Arabian Gulf money tends to go where there are professors friendly to their world view. The money may give those professors a larger megaphone, but for the most part they were already at these institutions and their views were unchanged by receiving the gift. So, Arabian Gulf money is unlikely to be buying much of the priorities of universities or the views of the recipient professors.
But before we breath a sigh of relief, we need to consider the scale of these gifts relative to pre-existing funding in Middle Eastern Studies. Having $4.4 million to spend each year may not be a large amount of money to US universities, but it is quite a lot of money within the relatively limited world of Middle Eastern Studies. People wishing to have productive careers in that field may alter the emphasis of their work in the hopes of attracting another $18 million gift. And the power of recipients of these gifts to reward like-minded friends and punish critics is enhanced. This all helps populate Middle Eastern Studies programs and the State Department and CIA, which hire their graduates, with people inclined toward a Gulf Arab view.

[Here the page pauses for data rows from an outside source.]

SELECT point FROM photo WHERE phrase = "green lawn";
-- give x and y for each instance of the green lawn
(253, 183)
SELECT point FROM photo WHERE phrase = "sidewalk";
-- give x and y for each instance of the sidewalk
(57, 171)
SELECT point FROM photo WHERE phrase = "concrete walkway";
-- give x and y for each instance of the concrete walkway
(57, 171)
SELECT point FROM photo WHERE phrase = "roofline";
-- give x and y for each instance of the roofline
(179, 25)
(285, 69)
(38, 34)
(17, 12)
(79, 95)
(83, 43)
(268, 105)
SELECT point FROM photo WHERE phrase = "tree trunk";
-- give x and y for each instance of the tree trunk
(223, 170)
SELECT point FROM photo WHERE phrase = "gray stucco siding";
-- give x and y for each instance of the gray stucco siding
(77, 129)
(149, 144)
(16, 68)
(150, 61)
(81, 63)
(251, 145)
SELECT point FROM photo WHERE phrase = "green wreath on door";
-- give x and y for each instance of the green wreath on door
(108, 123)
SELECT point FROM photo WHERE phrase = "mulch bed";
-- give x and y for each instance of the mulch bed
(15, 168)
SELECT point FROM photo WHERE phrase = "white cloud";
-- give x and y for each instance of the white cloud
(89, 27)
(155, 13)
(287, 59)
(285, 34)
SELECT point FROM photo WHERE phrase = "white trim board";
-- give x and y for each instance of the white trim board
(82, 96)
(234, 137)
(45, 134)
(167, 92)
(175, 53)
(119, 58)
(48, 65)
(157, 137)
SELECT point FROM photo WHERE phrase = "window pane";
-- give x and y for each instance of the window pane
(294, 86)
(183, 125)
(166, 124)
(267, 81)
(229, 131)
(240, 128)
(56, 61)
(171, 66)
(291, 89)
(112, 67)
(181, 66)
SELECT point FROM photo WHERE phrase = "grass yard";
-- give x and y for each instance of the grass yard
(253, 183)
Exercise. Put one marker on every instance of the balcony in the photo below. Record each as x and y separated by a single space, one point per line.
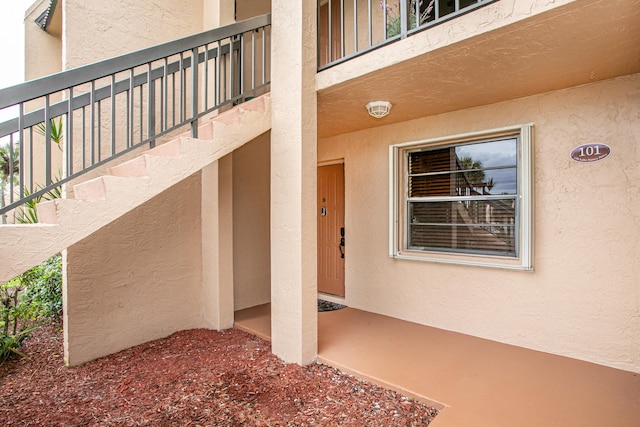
491 52
347 29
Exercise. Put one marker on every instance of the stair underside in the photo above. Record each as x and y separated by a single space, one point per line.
102 200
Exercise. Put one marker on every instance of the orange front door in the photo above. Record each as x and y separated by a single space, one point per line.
331 233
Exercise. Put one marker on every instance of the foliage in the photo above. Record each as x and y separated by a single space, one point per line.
43 287
55 129
26 300
9 162
394 15
30 211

Martin Kramer articulated the problem: “Of course, this is why we can’t ever expect to get the straight story on Saudi Arabia, Wahhabism and oil from people who operate within Middle Eastern studies. If you want a fabulously wealthy Saudi royal to drop out of the sky in his private jet and leave a few million, you had better watch what you say — which means you had better say nothing.”
But if the problem is that prospective (not established) Middle East experts can be bought on the cheap, an obvious solution presents itself. People who think there should be more criticism of Saudi Arabia and less of the US and Israel should make their own gifts to universities. Countering $88 million over a dozen years from the Gulf Arabs shouldn’t be beyond the collective financial reach of supporters of US and Israeli world views.
Of course, working out the details with universities can be a tricky business for people wishing to promote greater emphasis on certain issues, but there are organizations that can help facilitate that process. For example, the Veritas Fund for Higher Education Reform, run by my friend David DesRosiers, works with donors to ensure that their intent is followed.
And people can only effectively counter Arabian Gulf influence if they are aware of how much money is being given and to where it is going. Toward that end, Stanley Kurtz has called for legislation that would enhance the transparency of foreign donations while worrying that the existing information, on which I base my analysis, may be incomplete.
In sum, the problem of Arabian Gulf influence in US higher education is real, but can effectively be countered and contained by those with opposing views.